Freedom of the press is one of the most important pillars of democracy, and any democratic society that imprisons its journalists just for doing their job risks demeaning itself.
IgnaceSossou, a Beninese journalist who is head of production at Bénin Web TV, is currently serving an 18-month jail term to which he was sentenced on 24 December 2019 on a charge of “harassment by means of electronic communications” under a Beninese law regulating digital matters. He was prosecuted because he reported on social media some of the statements that the Cotonou prosecutor-general made during a workshop organized by the French media development agencyCFI.

Anyone can now verify from the audio recording and transcript that the imprisoned journalist reported the statements accurately. How can you jail a journalist for three tweets that were “not in any way defamatory,” as the CFI finally acknowledged and everyone can confirm for themselves? In a country where the advent of the 2018 digital law has been as source of concern for the press and for online news and information providers, the statements made by the prosecutor were news. By reporting them, Sossou was just doing his job.

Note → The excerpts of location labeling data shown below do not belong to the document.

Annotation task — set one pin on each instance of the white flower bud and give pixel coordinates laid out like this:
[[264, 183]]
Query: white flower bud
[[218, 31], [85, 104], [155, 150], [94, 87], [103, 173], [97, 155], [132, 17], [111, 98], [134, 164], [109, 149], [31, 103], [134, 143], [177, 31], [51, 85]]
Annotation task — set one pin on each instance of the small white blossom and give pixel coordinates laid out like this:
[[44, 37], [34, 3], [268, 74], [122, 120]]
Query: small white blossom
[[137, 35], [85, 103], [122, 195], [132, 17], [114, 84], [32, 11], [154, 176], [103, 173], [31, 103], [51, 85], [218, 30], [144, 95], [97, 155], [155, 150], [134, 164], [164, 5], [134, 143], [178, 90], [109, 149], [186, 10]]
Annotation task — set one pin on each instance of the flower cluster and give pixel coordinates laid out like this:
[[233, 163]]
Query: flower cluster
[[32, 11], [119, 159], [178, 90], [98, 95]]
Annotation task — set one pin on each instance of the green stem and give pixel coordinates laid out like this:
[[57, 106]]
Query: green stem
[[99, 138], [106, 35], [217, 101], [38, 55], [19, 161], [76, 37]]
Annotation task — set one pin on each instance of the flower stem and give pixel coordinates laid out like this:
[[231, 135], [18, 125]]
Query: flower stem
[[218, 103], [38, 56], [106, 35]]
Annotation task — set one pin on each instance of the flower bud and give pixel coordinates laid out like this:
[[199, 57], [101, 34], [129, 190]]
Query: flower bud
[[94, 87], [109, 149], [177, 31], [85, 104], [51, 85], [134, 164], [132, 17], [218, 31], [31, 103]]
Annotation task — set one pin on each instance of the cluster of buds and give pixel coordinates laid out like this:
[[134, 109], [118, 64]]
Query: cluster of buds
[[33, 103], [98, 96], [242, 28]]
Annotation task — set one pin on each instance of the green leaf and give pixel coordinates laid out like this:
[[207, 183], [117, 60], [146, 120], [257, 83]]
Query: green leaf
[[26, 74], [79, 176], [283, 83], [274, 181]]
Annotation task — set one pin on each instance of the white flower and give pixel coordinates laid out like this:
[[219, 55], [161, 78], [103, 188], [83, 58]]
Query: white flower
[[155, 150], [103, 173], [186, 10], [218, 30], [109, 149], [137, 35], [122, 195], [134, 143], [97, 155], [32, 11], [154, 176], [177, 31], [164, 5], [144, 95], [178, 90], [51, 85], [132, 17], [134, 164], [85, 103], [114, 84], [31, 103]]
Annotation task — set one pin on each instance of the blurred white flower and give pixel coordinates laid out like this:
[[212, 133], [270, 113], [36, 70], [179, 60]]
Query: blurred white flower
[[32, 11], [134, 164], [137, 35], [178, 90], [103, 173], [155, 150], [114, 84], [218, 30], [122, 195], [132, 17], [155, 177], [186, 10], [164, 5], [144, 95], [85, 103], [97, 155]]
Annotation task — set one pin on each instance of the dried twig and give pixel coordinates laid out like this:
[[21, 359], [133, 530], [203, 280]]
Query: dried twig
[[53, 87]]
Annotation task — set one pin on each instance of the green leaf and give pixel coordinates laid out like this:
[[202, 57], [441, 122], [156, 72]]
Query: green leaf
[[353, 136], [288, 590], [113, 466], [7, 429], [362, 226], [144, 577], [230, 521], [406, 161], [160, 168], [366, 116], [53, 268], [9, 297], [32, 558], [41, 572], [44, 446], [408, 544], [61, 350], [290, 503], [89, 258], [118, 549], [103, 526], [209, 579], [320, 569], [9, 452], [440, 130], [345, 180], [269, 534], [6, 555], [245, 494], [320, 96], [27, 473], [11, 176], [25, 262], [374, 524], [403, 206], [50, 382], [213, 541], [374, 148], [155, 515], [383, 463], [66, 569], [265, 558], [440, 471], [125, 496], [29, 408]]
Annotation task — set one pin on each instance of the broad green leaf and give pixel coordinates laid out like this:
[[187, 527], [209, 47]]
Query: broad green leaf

This is the first time that a journalist in an ECOWAS member country has been imprisoned for using social media to correctly report comments made in public. As Reporters Without Borders (RSF) has said, this “precedent is extremely dangerous.” The shockwaves from this journalist’s detention have been felt far beyond Benin’s borders. Throughout the world, including in other West African countries, laws passed in the name of combatting disinformation, hate messages, cybercrime and terrorism can be used to restrict free speech and imprison journalists.

IgnaceSossou did nothing wrong as a journalist. But these three tweets have been treated as cyber-harassment. This journalist has been punished under a law, the digital law, which is not the law that is intended to regulate media activity.

His imprisonment does no credit to Benin, one of Africa’s most stable democracies, one that courageously decriminalized press offences, nor to the current government, although it spearheaded the decriminalization of press offences and, during the UN General Assembly, supported the Information and Democracy Initiative launched by RSF in November 2018.

More than two months after his arrest, and now that the proof of his innocence is publicly available, every day that IgnaceSossou continues to spend in prison is prejudicial to Benin’s democratic reputation and to the record of President Patrice Talon, whose determination to combat disinformation, especially on social networks, we share. This is an issue for all the world’s countries. We are convinced that it can be addressed without restricting freedom of information.

President Talon’s government has a duty to honour the decision by Benin’s parliament in 2015 to decriminalize press offences. He will show himself worthy of this decision by using all of the powers available to him as president to free this journalist, whose imprisonment is one of the worst judicial and political errors of these years of democratic renewal in Benin and a major setback in the fight by journalists throughout the region, from Dakar to Cotonou, to ensure that media personnel are no longer jailed for ordinary press offences.